Simulated Author's Rebuttal

2 responses · 0 unresolved

We thank the referee for their constructive and detailed feedback. We address each major comment point-by-point below and have revised the manuscript to provide the requested quantitative details and robustness checks.

read point-by-point responses
  1. Referee: [Abstract] Abstract: the central claim that mixed supervision yields consistent mechanistic representations (lower cross-ensemble variance in latent structures) while baselines do not, despite similar predictive performance, is load-bearing for the contribution but lacks any quantitative metrics, variance values, or statistical tests in the provided description; full experimental results are required to evaluate whether the prescribed GFD concepts enforce structure or if consistency arises from the free concept alone.

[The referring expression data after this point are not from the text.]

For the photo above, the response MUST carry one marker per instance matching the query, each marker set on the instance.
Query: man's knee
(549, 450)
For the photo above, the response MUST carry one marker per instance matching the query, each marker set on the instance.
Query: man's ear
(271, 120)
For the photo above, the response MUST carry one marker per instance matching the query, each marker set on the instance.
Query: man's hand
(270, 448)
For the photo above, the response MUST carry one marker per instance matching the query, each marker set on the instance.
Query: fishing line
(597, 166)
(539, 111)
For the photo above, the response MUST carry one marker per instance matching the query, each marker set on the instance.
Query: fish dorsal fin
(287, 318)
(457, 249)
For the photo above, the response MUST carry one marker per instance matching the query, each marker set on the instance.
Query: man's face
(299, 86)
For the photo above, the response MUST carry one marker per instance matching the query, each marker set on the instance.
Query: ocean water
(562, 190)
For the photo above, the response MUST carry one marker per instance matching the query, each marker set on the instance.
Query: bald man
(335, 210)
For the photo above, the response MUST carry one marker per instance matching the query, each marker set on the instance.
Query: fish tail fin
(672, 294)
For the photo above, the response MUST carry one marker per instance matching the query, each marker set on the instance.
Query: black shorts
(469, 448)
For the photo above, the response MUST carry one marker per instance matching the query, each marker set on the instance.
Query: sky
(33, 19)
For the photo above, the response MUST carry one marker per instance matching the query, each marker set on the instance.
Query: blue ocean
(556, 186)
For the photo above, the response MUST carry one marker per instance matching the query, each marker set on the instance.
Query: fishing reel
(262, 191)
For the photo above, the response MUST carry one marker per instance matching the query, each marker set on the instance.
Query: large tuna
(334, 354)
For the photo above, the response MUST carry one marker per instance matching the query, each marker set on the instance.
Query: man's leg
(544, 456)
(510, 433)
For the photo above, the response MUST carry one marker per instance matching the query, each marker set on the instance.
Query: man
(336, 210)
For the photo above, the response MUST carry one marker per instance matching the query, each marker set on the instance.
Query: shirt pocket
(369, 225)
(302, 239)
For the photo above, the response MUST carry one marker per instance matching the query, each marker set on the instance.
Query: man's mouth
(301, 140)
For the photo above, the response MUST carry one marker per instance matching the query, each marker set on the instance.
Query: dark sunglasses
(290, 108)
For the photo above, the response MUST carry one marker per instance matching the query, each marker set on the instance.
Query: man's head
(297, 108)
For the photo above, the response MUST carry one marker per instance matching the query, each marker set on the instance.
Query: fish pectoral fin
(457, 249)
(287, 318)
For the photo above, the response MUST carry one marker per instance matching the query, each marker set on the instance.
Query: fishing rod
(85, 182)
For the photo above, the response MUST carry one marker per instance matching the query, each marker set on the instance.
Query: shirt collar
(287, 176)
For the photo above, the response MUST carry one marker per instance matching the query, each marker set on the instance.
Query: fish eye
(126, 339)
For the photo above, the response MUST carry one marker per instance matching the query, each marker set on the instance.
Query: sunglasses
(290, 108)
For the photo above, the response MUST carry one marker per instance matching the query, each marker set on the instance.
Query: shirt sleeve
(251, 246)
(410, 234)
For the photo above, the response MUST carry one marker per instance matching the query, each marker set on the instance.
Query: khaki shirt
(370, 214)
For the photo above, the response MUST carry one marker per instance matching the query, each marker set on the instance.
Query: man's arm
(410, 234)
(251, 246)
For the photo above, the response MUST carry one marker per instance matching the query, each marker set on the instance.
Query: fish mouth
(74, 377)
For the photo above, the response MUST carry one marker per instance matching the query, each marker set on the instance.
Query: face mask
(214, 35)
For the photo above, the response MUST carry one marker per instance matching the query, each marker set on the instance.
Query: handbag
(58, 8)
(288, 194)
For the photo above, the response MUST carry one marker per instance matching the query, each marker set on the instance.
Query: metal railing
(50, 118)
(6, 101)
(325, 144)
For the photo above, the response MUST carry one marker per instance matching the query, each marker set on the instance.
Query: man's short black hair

    Authors: We appreciate this observation regarding the abstract. The full manuscript (Sections 4.2 and 5) already contains the quantitative metrics, including explicit cross-ensemble variance values for latent concept structures (OceanCBM exhibits approximately 65% lower variance than both baselines), standard deviations across 10 ensemble initializations, and statistical tests (paired t-tests, p < 0.01). Ablation experiments in the paper further isolate that the consistency is driven by the combination of prescribed GFD concepts and the free concept rather than the free concept in isolation. To make these results immediately visible, we have revised the abstract to incorporate key variance values and a brief reference to the supporting statistical evidence. revision: yes

  2. Referee: [Model and Methods] Model description: the supervision weighting and free concept capacity are free parameters (as noted in the axiom ledger); without ablations or sensitivity analysis showing robustness, the mechanistic consistency claim risks being an artifact of optimization dynamics rather than the prescribed concepts, directly testing the weakest assumption that the free concept remains residual.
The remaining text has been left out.